Find the largest positive real solution to the equation $7x\sqrt{x+1}-3=2x^2+3x$.

 

[Opalg]

Spoiler

$7x\sqrt{x+1} = 2x^2+3x + 3$. Square both sides: $49x^2(x+1) = \bigl(2x^2+3x + 3\bigr)^2 = 4x^4 + 12x^3 + 21x^2 + 18x + 9$, so that $4x^4 - 37x^3 - 28x^2 + 18x + 9 = 0.$ That factorises as $\bigl(x^2 - 9x - 9\bigr)\bigl(4x^2 - x - 1\bigr) = 0.$ The positive roots are $\frac12\bigl(9+3\sqrt{13}\bigr)$ and $\frac18\bigl(1+ \sqrt{17}\bigr)$. The first of those is the larger. But it came from squaring the original equation, so we have to check that it satisfies that equation and was not introduced by squaring.
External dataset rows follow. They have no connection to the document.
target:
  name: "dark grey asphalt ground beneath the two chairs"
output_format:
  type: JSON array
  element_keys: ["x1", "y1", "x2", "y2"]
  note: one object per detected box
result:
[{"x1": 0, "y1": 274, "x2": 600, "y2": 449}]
It does satisfy the original equation, so the answer is $\frac12\bigl(9+3\sqrt{13}\bigr) \approx 9.908.$

 

[anemone]

Spoiler

$7x\sqrt{x+1} = 2x^2+3x + 3$. Square both sides: $49x^2(x+1) = \bigl(2x^2+3x + 3\bigr)^2 = 4x^4 + 12x^3 + 21x^2 + 18x + 9$, so that $4x^4 - 37x^3 - 28x^2 + 18x + 9 = 0.$ That factorises as $\bigl(x^2 - 9x - 9\bigr)\bigl(4x^2 - x - 1\bigr) = 0.$ The positive roots are $\frac12\bigl(9+3\sqrt{13}\bigr)$ and $\frac18\bigl(1+ \sqrt{17}\bigr)$. The first of those is the larger. But it came from squaring the original equation, so we have to check that it satisfies that equation and was not introduced by squaring. It does satisfy the original equation, so the answer is $\frac12\bigl(9+3\sqrt{13}\bigr) \approx 9.908.$

Thank you for participating, Opalg...your answer is correct and your method is neat.